Readers are already told that section 58 (2)(y) of DTC 2010 has made all kinds of payments taxable . So, what if the life insurance product which you bought was based on the premise that the money collected by the Insurance Company shall be invested in equity market and the payments will be dependent on the result of investment in equity. Is payment under such an policy of life insurance taxable?
yes, it is taxable. But , if the Life Insurance company pays tax on distributed income , then the payment in hand of the insured shall not be taxed. This is provided in section 59(3)
(e) the amount included in income under clause (y) of sub-section (2) of section58, if tax on distributed income in respect of the insurance policy has been paid by the insurer under section 110;
Is all kinds of equity oriented life insurance policy eligible for such deduction?
No, as per section 110 of DTC 2010 , the tax on distributed income is applicable only in case of equity oriented life insurance product.
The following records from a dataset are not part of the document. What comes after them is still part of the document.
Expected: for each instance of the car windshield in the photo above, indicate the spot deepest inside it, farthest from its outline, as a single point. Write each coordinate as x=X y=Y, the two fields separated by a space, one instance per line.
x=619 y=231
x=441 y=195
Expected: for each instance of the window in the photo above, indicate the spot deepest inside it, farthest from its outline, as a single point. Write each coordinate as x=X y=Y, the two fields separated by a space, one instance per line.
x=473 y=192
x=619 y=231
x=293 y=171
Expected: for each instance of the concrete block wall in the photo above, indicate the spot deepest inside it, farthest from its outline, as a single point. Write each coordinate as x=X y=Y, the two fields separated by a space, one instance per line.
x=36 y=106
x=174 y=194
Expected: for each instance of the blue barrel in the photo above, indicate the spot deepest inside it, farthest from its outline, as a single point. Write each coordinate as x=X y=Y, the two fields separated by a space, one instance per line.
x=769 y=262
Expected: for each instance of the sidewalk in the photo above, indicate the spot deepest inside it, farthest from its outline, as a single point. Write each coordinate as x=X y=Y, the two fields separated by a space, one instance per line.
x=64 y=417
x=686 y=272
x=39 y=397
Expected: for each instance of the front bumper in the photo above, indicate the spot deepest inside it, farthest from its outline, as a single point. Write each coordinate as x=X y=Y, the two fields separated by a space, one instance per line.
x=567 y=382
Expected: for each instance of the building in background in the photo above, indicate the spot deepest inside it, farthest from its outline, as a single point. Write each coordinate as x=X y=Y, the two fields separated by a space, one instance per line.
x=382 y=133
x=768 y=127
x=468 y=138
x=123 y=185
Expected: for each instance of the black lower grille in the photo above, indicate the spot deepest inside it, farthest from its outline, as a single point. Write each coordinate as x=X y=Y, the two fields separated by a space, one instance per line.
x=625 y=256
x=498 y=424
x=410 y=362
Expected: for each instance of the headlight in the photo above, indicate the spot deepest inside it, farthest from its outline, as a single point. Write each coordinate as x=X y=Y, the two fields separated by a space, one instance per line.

The definition of “Equity Oriented ” is given in section 314(89) as under :
(89) “equity oriented” in relation to a scheme means the scheme—
(a) of a Mutual Fund registered under the Securities and Exchange Board of India Act, 1992 or regulations made thereunder; and
(b) which invests sixty-five per cent. or more of its investable funds in the form of equity shares in domestic companies, computed with reference to the annual average of the monthly averages of the opening and closing figures;
Therefore as per definition , the deduction u/s 89 can be claimed only in following circumstances
1. Life insurance company invests 65 % of investable funds to equity of domestic companies.
2. It pays distribution tax on any payments to insured person.
In all other cases, the amount received from insurance company is fully taxable.